However, it is not just global giants that reap the benefits of doing business in Ireland. Many smaller companies also take advantage of the pro-business culture and ease of access to EU markets.
In the software sector alone, more than 900 multinational and indigenous firms employ 24,000 people generating €16 billion of exports annually, according to IDA Ireland, the state agency responsible for promoting foreign direct investment.
IRELAND'S FOREIGN DIRECT INVESTMENT SUCCESS
One reason for Ireland's foreign direct investment (FDI) success is the favourable tax regime. There are double tax treaty agreements in place with 72 other countries and the 12.5 percent corporate tax rate is one of the lowest in the EU.
Other advantages include an attractive holding company regime and tax incentives for certain types of investment. For example, Irish-resident companies carrying out qualifying research and development activity can avail of a 'Knowledge Development Box' where eligible profits are taxed at a rate of just 6.25 percent.
TAX NOT THE ONLY REASON TO LOCATE IN IRELAND
While tax is undoubtedly an important consideration, it is not the only reason foreign businesses choose to locate in Ireland. Other influences include:
- Ease of doing business.
- Supportive state agencies.
- Political stability.
- EU membership and proximity to EU markets.
- Strong legal framework for the development, exploitation and protection of intellectual property rights.
- English-speaking population (When the UK leaves the EU, Ireland will be the only English-speaking EU member state).
- Strong talent pipeline with around 30 percent of Irish third level students enrolled in science, technology, engineering and maths (STEM).
- Collaborative ecosystem where industry and academics work together to the benefit of society and the economy.
- Growing economy.
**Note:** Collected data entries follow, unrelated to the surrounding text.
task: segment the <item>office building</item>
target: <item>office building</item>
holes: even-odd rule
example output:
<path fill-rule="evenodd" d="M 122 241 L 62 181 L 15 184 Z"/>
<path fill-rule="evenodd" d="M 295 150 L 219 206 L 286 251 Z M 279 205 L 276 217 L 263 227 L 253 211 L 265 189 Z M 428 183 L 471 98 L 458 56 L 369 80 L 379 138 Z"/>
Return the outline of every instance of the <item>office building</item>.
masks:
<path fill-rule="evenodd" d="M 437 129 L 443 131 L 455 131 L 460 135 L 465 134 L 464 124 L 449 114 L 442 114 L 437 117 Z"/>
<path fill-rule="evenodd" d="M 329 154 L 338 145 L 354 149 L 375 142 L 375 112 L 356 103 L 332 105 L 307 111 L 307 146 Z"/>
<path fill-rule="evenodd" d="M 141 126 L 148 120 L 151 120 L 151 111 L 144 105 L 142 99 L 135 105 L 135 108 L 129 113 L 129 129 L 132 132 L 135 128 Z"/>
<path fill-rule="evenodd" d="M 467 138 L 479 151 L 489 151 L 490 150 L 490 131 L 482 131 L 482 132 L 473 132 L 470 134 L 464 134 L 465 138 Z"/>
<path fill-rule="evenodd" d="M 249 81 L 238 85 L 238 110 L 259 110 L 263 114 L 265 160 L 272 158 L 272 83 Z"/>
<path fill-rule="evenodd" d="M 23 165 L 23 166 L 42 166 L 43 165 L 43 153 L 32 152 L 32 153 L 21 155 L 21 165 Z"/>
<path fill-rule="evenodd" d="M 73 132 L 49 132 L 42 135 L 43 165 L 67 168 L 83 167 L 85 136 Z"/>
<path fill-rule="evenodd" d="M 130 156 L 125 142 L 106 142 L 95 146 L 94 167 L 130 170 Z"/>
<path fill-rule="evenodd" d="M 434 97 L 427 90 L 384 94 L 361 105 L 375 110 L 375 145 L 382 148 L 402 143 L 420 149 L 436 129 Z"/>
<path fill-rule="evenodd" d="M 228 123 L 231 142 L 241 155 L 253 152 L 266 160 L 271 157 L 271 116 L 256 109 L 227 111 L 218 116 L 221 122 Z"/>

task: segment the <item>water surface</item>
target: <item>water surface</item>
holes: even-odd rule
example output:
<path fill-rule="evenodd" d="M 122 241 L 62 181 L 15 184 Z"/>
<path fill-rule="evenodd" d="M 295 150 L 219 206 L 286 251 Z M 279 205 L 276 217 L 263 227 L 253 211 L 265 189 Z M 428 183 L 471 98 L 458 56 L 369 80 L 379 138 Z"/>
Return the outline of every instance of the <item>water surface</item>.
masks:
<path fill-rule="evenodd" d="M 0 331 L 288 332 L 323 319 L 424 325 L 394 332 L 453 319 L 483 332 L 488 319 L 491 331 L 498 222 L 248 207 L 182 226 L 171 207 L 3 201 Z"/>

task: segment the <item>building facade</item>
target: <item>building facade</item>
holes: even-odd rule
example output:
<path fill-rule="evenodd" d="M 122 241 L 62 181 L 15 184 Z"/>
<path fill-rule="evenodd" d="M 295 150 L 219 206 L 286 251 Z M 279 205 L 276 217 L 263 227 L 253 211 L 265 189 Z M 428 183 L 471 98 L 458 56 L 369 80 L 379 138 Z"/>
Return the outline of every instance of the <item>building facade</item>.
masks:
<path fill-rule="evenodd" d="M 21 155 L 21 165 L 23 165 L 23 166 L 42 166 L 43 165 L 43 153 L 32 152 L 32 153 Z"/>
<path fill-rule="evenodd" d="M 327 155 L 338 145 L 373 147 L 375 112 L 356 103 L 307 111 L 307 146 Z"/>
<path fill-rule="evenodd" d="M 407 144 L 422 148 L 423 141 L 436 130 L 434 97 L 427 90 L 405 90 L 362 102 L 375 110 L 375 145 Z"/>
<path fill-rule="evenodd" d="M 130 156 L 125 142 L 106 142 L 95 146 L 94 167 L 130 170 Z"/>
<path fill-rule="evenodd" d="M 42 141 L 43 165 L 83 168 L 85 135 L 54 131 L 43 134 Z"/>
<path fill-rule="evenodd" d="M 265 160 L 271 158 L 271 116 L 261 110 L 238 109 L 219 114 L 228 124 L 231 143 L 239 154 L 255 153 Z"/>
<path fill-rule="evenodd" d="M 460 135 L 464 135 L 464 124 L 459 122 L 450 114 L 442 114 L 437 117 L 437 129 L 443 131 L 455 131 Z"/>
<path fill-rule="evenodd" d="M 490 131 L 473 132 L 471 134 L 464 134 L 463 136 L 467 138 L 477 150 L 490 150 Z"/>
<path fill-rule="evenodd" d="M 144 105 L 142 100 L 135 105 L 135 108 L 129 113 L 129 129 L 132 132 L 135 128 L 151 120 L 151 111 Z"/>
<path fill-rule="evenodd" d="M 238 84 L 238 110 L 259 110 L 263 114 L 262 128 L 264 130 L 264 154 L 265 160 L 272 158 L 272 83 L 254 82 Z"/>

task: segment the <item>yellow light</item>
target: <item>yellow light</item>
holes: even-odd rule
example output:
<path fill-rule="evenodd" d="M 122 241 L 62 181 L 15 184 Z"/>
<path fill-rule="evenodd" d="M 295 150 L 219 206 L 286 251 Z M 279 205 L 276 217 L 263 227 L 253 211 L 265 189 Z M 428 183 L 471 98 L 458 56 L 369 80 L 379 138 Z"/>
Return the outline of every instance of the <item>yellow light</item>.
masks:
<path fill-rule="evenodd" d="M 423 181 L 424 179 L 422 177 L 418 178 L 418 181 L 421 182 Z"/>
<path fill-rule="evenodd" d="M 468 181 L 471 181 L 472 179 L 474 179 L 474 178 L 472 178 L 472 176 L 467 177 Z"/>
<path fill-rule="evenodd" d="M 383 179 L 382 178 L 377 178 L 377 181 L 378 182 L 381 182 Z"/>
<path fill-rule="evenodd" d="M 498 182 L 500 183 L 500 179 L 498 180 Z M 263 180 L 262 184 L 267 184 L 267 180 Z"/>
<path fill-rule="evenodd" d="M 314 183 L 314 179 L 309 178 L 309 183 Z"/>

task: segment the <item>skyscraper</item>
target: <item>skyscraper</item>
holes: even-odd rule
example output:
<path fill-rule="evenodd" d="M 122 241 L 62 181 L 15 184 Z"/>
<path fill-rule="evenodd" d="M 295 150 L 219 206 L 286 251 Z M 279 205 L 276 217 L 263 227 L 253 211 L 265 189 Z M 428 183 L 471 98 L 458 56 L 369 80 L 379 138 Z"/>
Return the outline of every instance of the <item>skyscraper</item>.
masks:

GDP growth of 4.4 percent is forecast for 2018 and 3.9 percent for
US AND CANADIAN COMPANIES IN IRELAND
Around 700 US companies are located in Ireland, employing more than 150,000 people. Anecdotally, US technology companies report that they can hire two engineers in Ireland for the price of one in Silicon Valley, with higher multiples for some engineering specialties.
Notwithstanding the Trump administration's recent tax reform package which will see US corporation tax rates fall from 35 percent to 20 percent, Ireland's corporate tax rate is still only around half the US rate when federal taxes are taken into account.
Canadian interest in Ireland is also growing. The EU-Canada trade deal which provisionally came into force in September 2017 will create further opportunities for Canadian businesses seeking to set up in Ireland.
At a time of global economic and political uncertainty, Ireland offers a stable, pro-business environment and is an excellent location from which companies seeking to establish a base in the EU can develop and expand their businesses.